Gujarati character tables¶

This document lists the per-character shaping information needed to shape Gujarati text.

Contents

Gujarati character table
Vedic Extensions character table
Miscellaneous character table

Gujarati character table¶

Gujarati glyphs should be classified as in the following table. Codepoints in the Gujarati block with no assigned meaning are designated as unassigned in the Unicode category column.

Assigned codepoints with a null in the Shaping class column evoke no special behavior from the shaping engine. Note that this does include some valid codepoints, such as currency marks, punctuation, and other symbols.

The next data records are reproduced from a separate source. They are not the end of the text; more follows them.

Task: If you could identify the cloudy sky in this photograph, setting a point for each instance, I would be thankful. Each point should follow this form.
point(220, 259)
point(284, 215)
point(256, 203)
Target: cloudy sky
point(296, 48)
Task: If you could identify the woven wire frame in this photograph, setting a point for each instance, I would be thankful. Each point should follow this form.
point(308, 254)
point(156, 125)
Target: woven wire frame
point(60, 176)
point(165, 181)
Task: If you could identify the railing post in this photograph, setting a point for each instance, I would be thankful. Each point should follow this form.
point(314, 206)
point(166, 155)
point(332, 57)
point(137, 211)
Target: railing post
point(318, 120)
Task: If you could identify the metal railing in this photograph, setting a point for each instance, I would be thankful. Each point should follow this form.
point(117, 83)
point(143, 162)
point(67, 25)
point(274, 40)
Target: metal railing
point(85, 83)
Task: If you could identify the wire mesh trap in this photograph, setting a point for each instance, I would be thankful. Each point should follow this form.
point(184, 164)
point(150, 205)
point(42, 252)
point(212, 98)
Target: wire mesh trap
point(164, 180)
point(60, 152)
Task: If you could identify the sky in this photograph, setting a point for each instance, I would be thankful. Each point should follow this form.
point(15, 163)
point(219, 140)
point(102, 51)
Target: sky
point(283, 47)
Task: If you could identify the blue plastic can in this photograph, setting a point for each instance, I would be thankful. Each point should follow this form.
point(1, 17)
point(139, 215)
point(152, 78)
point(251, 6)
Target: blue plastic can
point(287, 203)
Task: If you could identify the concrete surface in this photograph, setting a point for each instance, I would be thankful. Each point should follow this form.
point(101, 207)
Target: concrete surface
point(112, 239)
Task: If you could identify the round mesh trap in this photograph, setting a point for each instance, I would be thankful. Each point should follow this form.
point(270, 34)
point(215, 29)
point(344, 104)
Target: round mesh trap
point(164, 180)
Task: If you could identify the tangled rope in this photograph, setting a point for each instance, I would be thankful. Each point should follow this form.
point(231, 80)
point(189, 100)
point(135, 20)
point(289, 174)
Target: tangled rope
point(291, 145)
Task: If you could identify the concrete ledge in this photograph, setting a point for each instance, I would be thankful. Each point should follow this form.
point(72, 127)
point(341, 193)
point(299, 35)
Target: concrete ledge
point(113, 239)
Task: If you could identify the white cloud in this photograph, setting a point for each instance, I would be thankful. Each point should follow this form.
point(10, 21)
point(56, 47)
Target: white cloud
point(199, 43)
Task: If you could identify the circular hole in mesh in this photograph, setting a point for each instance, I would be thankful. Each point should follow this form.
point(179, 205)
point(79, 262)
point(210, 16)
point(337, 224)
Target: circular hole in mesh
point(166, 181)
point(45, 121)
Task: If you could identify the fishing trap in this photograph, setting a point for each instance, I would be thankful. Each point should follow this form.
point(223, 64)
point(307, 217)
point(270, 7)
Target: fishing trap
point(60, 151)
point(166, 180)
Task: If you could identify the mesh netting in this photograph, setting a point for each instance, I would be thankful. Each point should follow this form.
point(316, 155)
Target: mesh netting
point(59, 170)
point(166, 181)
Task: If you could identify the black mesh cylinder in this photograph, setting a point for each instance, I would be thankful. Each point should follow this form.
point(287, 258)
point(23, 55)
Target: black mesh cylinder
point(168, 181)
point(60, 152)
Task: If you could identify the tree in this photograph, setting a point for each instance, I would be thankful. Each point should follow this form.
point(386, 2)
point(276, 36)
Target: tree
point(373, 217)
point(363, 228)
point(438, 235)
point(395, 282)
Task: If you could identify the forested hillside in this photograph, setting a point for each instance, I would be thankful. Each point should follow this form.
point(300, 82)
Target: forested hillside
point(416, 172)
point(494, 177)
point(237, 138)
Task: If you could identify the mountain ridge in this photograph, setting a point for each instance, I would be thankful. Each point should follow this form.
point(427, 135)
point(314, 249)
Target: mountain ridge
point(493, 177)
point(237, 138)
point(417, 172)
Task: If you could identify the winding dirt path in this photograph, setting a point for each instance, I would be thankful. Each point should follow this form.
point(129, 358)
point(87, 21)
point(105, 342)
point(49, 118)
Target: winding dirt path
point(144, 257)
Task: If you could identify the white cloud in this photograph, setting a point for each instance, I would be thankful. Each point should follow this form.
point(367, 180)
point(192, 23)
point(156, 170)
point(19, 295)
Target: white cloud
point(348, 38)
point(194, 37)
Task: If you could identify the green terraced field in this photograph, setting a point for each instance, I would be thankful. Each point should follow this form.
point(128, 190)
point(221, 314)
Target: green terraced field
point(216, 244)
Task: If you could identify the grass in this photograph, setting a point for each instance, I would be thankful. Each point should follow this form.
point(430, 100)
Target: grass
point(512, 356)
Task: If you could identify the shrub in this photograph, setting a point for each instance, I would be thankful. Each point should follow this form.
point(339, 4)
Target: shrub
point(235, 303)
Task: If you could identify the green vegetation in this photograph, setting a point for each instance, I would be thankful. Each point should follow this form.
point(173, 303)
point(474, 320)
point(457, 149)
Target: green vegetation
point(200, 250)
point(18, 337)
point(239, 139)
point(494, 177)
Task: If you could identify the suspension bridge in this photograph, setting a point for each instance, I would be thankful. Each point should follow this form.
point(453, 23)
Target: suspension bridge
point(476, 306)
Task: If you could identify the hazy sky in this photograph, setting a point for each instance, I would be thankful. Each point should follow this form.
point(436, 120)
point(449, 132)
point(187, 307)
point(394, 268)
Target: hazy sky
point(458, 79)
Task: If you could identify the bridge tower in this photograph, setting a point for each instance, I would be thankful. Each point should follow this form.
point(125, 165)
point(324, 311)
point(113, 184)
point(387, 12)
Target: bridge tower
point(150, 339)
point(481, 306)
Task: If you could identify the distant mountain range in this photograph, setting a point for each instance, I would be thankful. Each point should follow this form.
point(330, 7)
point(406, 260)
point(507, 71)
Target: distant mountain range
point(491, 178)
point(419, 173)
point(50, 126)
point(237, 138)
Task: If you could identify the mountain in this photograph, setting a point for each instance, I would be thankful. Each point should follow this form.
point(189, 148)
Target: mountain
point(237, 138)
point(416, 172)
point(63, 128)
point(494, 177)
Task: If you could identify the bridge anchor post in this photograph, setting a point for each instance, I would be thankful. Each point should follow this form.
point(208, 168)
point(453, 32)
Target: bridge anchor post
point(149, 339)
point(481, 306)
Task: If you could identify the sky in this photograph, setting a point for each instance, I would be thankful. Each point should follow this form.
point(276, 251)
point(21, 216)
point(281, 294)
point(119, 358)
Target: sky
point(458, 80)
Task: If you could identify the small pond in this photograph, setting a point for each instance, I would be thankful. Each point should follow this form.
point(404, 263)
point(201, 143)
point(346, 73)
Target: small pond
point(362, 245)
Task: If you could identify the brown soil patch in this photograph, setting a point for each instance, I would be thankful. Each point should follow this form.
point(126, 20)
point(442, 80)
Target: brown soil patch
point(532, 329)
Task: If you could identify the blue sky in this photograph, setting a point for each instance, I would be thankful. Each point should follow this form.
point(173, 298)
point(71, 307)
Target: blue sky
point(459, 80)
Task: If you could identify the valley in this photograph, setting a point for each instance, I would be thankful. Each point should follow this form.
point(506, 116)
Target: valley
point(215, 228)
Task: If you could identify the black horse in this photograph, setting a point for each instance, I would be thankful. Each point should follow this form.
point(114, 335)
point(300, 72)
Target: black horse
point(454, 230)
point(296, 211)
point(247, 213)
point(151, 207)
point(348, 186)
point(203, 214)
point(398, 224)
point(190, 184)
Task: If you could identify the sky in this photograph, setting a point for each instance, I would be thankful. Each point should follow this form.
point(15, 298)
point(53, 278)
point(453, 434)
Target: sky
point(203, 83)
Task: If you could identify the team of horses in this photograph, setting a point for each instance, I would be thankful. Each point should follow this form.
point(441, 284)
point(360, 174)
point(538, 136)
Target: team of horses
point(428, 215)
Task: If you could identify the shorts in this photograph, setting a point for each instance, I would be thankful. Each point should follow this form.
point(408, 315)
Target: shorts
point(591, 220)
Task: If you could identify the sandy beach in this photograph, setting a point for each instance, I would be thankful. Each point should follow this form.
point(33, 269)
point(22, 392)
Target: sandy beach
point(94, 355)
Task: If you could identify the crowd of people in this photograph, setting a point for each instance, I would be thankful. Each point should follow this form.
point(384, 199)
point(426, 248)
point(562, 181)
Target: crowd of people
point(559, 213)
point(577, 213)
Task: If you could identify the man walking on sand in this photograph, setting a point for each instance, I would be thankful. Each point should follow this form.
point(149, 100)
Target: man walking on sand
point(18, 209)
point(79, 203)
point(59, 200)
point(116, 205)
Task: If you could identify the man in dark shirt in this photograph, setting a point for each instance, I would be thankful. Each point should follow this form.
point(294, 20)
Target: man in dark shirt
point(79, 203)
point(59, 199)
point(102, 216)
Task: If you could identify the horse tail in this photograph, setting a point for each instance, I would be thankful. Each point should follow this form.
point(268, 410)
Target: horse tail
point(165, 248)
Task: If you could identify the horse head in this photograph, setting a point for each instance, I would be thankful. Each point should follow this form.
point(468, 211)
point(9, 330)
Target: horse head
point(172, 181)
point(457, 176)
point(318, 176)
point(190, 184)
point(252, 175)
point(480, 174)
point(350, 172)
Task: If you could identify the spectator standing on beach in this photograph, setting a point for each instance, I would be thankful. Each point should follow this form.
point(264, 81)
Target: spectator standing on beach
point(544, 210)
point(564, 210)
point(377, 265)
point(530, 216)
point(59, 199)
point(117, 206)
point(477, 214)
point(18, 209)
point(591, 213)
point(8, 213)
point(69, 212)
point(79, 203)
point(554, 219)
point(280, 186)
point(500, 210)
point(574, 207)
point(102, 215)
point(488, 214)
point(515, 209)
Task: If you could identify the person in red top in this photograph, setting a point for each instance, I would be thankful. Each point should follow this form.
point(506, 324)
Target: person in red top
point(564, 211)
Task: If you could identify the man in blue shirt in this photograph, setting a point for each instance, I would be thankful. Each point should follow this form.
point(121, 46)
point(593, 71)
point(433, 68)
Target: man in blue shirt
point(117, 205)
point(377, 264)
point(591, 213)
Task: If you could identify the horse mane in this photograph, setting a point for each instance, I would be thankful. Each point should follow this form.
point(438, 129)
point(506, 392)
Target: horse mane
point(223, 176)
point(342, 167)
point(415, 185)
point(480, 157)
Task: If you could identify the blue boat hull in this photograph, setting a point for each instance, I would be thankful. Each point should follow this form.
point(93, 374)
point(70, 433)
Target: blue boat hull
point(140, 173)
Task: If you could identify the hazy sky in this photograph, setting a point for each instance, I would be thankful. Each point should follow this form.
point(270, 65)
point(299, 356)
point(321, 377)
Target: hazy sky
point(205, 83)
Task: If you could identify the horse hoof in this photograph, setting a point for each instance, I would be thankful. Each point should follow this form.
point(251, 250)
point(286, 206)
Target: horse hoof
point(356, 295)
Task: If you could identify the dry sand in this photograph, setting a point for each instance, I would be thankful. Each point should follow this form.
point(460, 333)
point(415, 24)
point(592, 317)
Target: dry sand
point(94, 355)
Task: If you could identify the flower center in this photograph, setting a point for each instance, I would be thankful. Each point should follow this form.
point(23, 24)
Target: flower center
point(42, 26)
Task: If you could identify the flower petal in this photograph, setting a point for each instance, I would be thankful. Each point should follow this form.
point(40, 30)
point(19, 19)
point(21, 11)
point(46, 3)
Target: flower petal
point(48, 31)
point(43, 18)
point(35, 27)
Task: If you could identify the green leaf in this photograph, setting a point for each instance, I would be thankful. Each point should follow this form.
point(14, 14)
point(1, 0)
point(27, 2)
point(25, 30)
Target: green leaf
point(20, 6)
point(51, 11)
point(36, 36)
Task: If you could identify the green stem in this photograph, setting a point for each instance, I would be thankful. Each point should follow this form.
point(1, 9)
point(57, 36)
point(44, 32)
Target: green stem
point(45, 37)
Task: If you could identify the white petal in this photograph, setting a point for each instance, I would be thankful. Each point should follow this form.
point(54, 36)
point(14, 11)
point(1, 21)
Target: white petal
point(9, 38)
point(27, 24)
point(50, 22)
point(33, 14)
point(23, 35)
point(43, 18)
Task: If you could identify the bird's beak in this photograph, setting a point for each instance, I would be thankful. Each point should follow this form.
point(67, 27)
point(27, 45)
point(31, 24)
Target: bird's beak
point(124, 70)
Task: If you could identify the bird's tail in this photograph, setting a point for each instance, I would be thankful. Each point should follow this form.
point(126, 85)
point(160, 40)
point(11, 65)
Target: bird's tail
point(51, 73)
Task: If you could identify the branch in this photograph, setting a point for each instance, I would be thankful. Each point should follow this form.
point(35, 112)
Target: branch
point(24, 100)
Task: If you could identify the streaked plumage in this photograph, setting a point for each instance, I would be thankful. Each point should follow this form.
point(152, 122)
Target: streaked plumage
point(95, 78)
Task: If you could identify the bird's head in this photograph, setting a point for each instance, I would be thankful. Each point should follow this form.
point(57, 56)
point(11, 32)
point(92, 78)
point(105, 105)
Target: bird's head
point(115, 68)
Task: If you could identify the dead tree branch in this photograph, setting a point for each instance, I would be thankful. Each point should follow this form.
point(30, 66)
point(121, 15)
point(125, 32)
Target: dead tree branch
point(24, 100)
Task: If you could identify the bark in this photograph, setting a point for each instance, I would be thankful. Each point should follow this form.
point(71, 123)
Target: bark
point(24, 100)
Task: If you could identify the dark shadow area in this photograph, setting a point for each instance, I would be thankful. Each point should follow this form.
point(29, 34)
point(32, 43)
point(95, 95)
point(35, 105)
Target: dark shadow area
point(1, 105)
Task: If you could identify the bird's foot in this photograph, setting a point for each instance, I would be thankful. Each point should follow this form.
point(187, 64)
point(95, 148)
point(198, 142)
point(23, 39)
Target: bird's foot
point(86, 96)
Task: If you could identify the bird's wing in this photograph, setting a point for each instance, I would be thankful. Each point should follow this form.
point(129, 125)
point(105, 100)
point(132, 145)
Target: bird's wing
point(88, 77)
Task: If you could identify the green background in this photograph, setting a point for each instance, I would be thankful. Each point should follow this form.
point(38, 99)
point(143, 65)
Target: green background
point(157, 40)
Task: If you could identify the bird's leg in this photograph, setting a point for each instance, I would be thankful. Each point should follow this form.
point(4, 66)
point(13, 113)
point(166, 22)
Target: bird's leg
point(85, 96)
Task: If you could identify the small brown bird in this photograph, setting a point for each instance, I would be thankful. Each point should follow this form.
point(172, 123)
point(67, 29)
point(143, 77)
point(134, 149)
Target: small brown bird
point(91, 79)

Note: the NUMBER and SYMBOL Shaping classes are important during syllable identification, but generally evoke no further special behavior during the rest of the shaping process.

The Mark-placement subclass column indicates mark-placement positioning for codepoints in the Mark category. Assigned, non-mark codepoints have a null in this column and evoke no special mark-placement behavior. Marks tagged with [Mn] in the Unicode category column are categorized as non-spacing; marks tagged with [Mc] are categorized as spacing-combining.

Some codepoints in the following table use a Shaping class that differs from the codepoint’s Unicode General Category. The Shaping class takes precedence during OpenType shaping, as it captures more specific, script-aware behavior.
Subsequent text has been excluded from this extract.